What would an Apple marketer say about their still-new UI design system, in an Apple session setup to promote that design system, to developers who think it is a valuable use of their time to listen to such drivel?

"Yeah, despite a long history of design leadership, we're actually not that great at UI anymore and we released a half-baked UI which prioritises gimmicks over usability. Sure everyone who is a long time user generally hates it. And general consumers don't seem excited or interested by it. But, we're going to keep at it because, well, we've run out of genuine skill and insight. So our attempt at Aqua 2.0 failed. So what. It doesn't really matter as we make a ton of money as part of a mobile ecosystem duopoly. Enough money that we can pretend that we are still good at UI design, and run our software design legacy into the ground for at least the next two decades. We're happy to coast on prior successes and our predatory business practices. What are you going to do about it?"

Do I think Liquid Glass will be "rolled back"?

No - after the ongoing Apple Intelligence debacle, Apple cannot afford another highly visible public retreat.

Will Liquid Glass evolve? Of course.

And if Apple is still capable of taking on feedback and criticism, it should evolve by honestly re-thinking and changing some of the most egregious issues.

From the very start Apple also hasn't been honest about what I think are two of the true goals of Liquid Glass:
1. Reduce implementation costs for Apple by providing a "write once, run anywhere" UI across all of their operating systems.
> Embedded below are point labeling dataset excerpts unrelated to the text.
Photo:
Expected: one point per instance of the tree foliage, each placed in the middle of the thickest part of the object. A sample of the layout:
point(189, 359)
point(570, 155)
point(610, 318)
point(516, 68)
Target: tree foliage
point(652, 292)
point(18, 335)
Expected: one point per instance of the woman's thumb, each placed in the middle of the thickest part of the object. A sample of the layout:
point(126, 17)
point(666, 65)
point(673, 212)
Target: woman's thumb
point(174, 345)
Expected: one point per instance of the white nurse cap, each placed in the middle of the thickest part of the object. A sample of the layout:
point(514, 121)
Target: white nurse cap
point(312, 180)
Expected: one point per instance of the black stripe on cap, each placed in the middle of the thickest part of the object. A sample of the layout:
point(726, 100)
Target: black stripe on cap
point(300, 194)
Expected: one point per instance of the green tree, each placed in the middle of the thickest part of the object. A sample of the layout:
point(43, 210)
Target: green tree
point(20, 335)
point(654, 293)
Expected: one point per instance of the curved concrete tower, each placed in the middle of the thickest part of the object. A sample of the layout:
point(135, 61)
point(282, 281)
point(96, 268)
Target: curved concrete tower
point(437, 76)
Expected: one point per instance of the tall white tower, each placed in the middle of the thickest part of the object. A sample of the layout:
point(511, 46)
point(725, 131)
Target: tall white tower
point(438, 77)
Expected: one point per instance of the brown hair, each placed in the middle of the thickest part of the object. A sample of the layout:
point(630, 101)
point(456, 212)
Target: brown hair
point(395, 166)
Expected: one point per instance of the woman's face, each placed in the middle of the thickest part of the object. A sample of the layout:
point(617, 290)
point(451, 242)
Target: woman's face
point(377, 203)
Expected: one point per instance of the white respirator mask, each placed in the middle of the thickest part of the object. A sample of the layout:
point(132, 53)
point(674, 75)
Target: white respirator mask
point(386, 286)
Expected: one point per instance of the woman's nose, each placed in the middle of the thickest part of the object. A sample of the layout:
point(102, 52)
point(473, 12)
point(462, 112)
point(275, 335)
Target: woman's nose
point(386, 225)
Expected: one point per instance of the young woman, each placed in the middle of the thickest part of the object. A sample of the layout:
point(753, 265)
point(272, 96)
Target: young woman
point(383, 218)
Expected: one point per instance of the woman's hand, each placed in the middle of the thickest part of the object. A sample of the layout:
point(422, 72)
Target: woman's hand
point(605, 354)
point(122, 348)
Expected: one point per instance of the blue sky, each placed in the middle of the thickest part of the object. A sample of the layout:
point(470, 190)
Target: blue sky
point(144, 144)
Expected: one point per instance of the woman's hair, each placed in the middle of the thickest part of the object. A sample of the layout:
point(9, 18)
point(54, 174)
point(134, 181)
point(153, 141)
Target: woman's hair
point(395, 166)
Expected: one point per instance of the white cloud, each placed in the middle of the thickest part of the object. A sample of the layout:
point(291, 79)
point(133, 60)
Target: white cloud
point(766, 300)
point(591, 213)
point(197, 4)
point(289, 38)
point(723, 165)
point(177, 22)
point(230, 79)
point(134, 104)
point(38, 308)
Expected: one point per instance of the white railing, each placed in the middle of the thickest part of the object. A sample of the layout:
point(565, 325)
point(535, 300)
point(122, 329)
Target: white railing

Having differentiated UIs for their devices must have become too high a time and engineering cost to continue internally.
2. Ensure clear differentiation from cross-platform UI frameworks like Electron etc. So much of Liquid Glass seems to be based upon the premise of how can a UI toolkit be designed so that is difficult to replicate using web technologies. Glass effects, morphing and stretching content, overwrought visuals for simple controls (toggles etc), HDR effects. These are some of the gimmicks that seem to be implemented primarily so that it is simple to tell what is a native 'Liquid Glass' app and what is an app built use other cross-platform UI frameworks.


Keep in mind that we learned Alan Dye isn’t the only one responsible for Liquid Glass.

The Apple team Danny mentioned is actually “Developer Relations and Design Evangelists.”

This means it is the wrong team to ask, and it is the wrong question to begin with.

The question really should be something like: “When are we going to see as much care put into macOS as we see in iOS?”

I would bet the honest answer is that it will happen once the Mac becomes as profitable as the iPhone.

Until then what was once insanely great will turn even more greatly insane.


Anonymous: you can keep saying that, but it doesn’t make it true. It also doesn’t make Liquid Glass good.

Macs used to be far better than Linux or Windows machines in terms of design and lack of paper cuts, but it is increasingly not the case.